GRE Strengthen the Argument questions require you to find the answer choice that makes a conclusion more likely to be true. Every argument has three components: premises (stated evidence), a conclusion (the author's claim), and an assumption (the unstated logical bridge). The correct answer always targets and supports the assumption, not the premise or the conclusion itself. The three most common argument patterns are causal (correlation presented as causation), analogy (comparison between two situations), and statistical (sample-to-population generalizations).
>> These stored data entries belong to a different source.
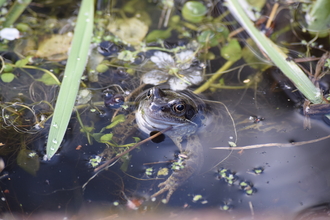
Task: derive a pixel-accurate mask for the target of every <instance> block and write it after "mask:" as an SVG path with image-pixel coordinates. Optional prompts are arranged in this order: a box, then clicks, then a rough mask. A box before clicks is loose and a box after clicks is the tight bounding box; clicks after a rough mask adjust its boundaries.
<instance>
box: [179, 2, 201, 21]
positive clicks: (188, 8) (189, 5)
mask: <svg viewBox="0 0 330 220" xmlns="http://www.w3.org/2000/svg"><path fill="white" fill-rule="evenodd" d="M206 13H207V8H206V7H205V5H204V4H203V3H202V2H197V1H189V2H186V3H185V4H184V6H183V8H182V16H183V18H184V19H186V20H187V21H190V22H193V23H198V22H201V21H202V20H203V18H204V15H205V14H206Z"/></svg>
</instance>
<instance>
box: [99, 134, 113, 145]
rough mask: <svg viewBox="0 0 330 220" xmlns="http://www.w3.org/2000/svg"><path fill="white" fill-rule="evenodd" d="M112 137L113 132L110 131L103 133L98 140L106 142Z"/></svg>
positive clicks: (111, 137)
mask: <svg viewBox="0 0 330 220" xmlns="http://www.w3.org/2000/svg"><path fill="white" fill-rule="evenodd" d="M112 137H113V134H112V133H109V134H104V135H102V136H101V138H100V142H101V143H107V142H109V141H111V140H112Z"/></svg>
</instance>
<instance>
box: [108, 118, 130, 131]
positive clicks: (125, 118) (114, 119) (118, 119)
mask: <svg viewBox="0 0 330 220" xmlns="http://www.w3.org/2000/svg"><path fill="white" fill-rule="evenodd" d="M125 120H126V118H125V115H117V116H116V117H114V119H113V120H112V123H111V124H110V125H108V126H106V127H105V128H106V129H110V128H113V127H115V126H116V125H117V124H119V123H121V122H124V121H125Z"/></svg>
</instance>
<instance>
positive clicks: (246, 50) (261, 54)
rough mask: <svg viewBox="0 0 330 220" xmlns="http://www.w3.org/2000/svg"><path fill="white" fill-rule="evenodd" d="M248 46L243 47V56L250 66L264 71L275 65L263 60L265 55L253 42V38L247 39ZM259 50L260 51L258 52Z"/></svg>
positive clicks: (253, 42) (242, 56)
mask: <svg viewBox="0 0 330 220" xmlns="http://www.w3.org/2000/svg"><path fill="white" fill-rule="evenodd" d="M246 43H247V45H248V46H245V47H244V48H243V49H242V58H243V59H244V60H245V62H246V63H247V64H249V66H250V67H252V68H254V69H257V70H261V71H264V70H266V69H268V68H269V67H271V66H273V65H272V64H271V63H266V62H265V61H263V59H265V58H264V56H263V55H262V54H261V53H260V52H259V51H260V50H259V48H258V46H257V45H256V44H255V43H254V42H253V40H252V39H251V38H249V39H247V40H246ZM258 52H259V53H258Z"/></svg>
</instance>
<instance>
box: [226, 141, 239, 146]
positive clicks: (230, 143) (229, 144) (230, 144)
mask: <svg viewBox="0 0 330 220" xmlns="http://www.w3.org/2000/svg"><path fill="white" fill-rule="evenodd" d="M228 144H229V146H230V147H237V145H236V143H235V142H232V141H228Z"/></svg>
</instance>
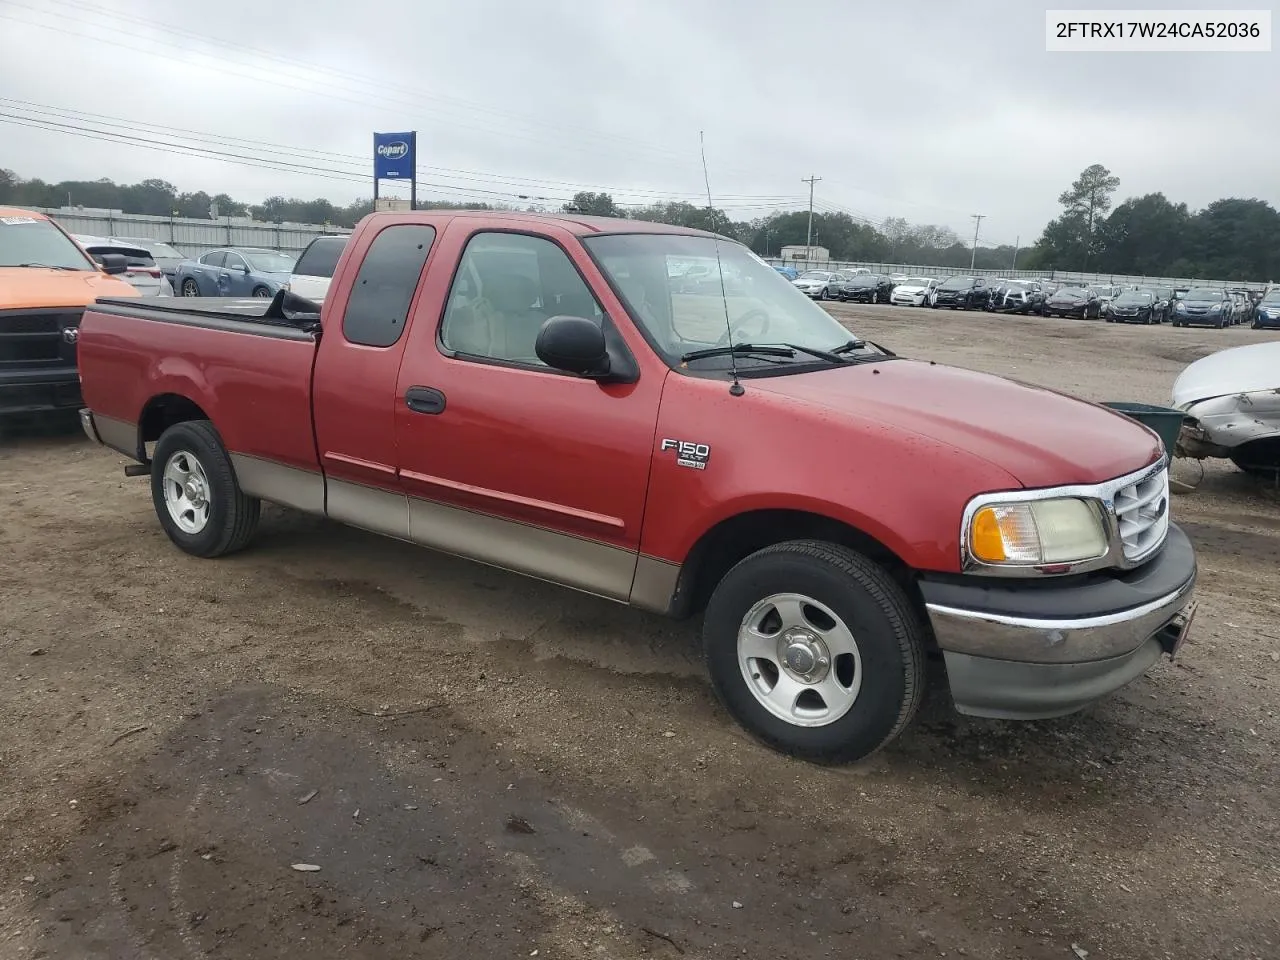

Your systematic approach should follow five steps: (1) identify the conclusion using signal words like "therefore" and "thus"; (2) isolate the premises; (3) uncover the assumption by asking what must be true for the conclusion to follow; (4) pre-phrase a prediction before reading the answer choices; and (5) evaluate choices using the denial test—negate each option and check whether the argument collapses. Watch for trap answers that restate the premise, introduce irrelevant information, or subtly weaken the argument. These skills transfer directly to weaken, assumption, and evaluate question types, as well as to the Analytical Writing section.